There’s a reason why the majority of traders will take a dive and eventually wash out in the Financial Markets. The main reason is because that’s how the genetics of the markets are setup. They’re designed so that the new or average trader is pretty much destined to lose their trading capital in due time.
These traders are eventually wiped out by paying the commissions that the brokers charge on every transaction. The majority of the traders will just ignore these commissions and treat them just as the cost of doing business. But eventually, those high commissions will systematically begin to drain out their capital into a loss, rather than they making a 5% or so gain in profit.
So as a result, the trading industry drives away these traders on a daily basis while the regulators, brokers and the various trading advisers all make a substantial living from these runaway amateurs.
The markets would rather prefer having a constant steady stream of traders who lose, this so that there is new “fresh” money which comes in and circulates in the market. That’s why most of the brokers, along with the various market advisers will continuously run promising campaigns to attract the new or losing traders to the markets, and the cycle continues.
The underlying fact is that the majority of new traders think that they’re actually smarter than their average fellow trader when they first begin investing, they feed off their ego. Because of this psychology, these novice traders will get morphed into this propaganda thinking that they own the markets and will thus joyfully open a trading account.

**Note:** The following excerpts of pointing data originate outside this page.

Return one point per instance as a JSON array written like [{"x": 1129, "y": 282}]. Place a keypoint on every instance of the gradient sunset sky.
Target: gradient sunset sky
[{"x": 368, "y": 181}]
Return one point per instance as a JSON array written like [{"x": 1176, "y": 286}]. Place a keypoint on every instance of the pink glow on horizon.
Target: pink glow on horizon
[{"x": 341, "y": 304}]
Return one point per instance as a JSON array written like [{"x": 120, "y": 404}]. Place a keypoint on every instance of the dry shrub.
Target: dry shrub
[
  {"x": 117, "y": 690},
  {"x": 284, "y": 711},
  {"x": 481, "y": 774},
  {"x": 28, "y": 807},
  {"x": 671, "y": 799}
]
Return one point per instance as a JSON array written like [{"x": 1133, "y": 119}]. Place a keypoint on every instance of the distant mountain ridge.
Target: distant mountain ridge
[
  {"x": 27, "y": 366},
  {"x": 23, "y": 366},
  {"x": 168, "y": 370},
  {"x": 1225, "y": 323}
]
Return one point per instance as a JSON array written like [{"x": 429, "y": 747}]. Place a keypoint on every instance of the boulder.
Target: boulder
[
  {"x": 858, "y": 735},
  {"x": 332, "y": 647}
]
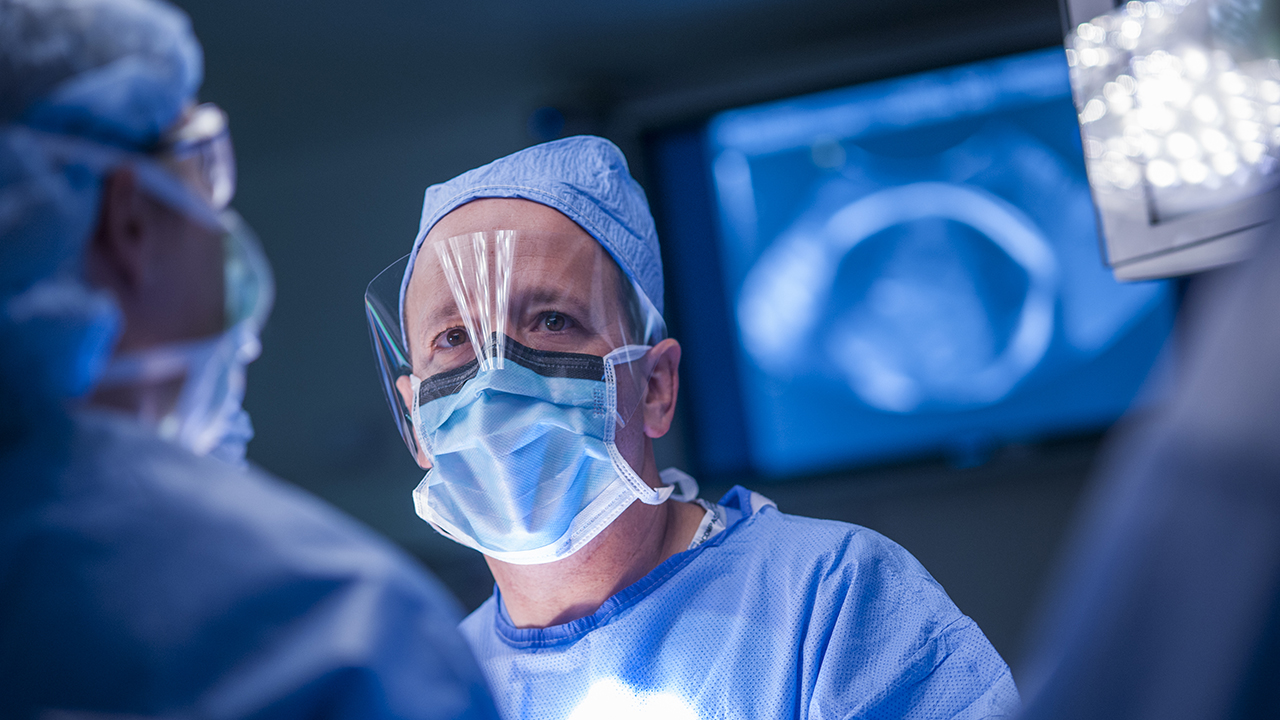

What they don’t even realize is that once they open a new account, that the other traders actually receives less of what their initial investment would be, since the financial industry cashes out money from the markets. The markets after all is a minus-sum game, where the winning trader is actually a loser, while the broker smiles all the way to his penthouse condo, just from the interest and the commissions that he earns.
Trading For Commissions
The majority of new traders will just simply ignore these commissions because of their “end game” ultimate dream of making that huge profit in the markets. The brokers if queried will just usually argue that these commissions charges are just a tiny fraction of doing business when compared to the potential profits that the traders can make.
But these commissions actually suck new traders out of the market on a daily basis. A broker will claim that their low $15 or $20 commission per trade is less than one percent of the capital. But in reality, say that you’re required to deposit at least $500 or so to trade stocks, then the $20 commission suddenly represents approximately 4% percent of the margin.
What this means is that for the trader to make a profit, they need to exceed the 4% profit before they can even begin to make a profit. If you happen to trade say 6 or so times a year, you would need to make at least a 24% profit, this just not to lose money.
What this does is it drives the majority of the amateur traders out of the market in just a matter of a few days or weeks, as paying that seemingly small commission is necessary and required in order to potentially make a profit in the markets. If the new trader happens to last as long as a year, most will end up paying up to 80% in commissions. As you can see, managing these small commissions is the key to be able to trade successfully.
Trade The Plan And Not The Money
All of the successful traders have one trait in common, they all tend to be flexible and open minded. The goal of a successful trader isn’t to set out and make a huge profit, which is the primary goal and the reason why new traders begin trading. The goal of the seasoned pro is to trade as consistent as possible by sticking with their plan.
All of the long term successful traders set up their own “Laws of trading” rules, which includes strict money management, and will honor and practice them for every trade that they make. Once they begin to do this, then the profits will begin to accumulate.
Attempting to reach their personal best is a lot more important than making a profit, since it will remain with them in the long term. Not being consistent with it however will vanish the next day.
Traders to become winning traders need to be so focused on their trading rules and sticking with their trading laws that the actual winning of the trades doesn’t boast their confidence. (Well, maybe just a little bit.)
Losing these trades doesn’t make you any less of a trader. What you need to do is be focused and disciplined on trading properly, so that the money no longer has any influence on your emotions.
One of the biggest problems with the market is that there’s way too many opportunities for traders to lose and a narrow funnel for them to win. The majority of traders will often involve themselves on a streak that may be descending.
Someone who happens to be a poor reckless driver will not usually wake up one morning and then suddenly begin to drive defensively, or obey the exact laws of the road. Traders who are destructive don’t bother to follow the rules nor do they usually change their views either, which in the long run destroys their trading accounts.
Traders who usually has some personal grief about themselves will usually attempt to fulfill this grief into happiness by attempting to take it out on the markets. Usually, traders don’t know the ultimate outcome of their investment, and will thus usually end up as a negative in their accounts.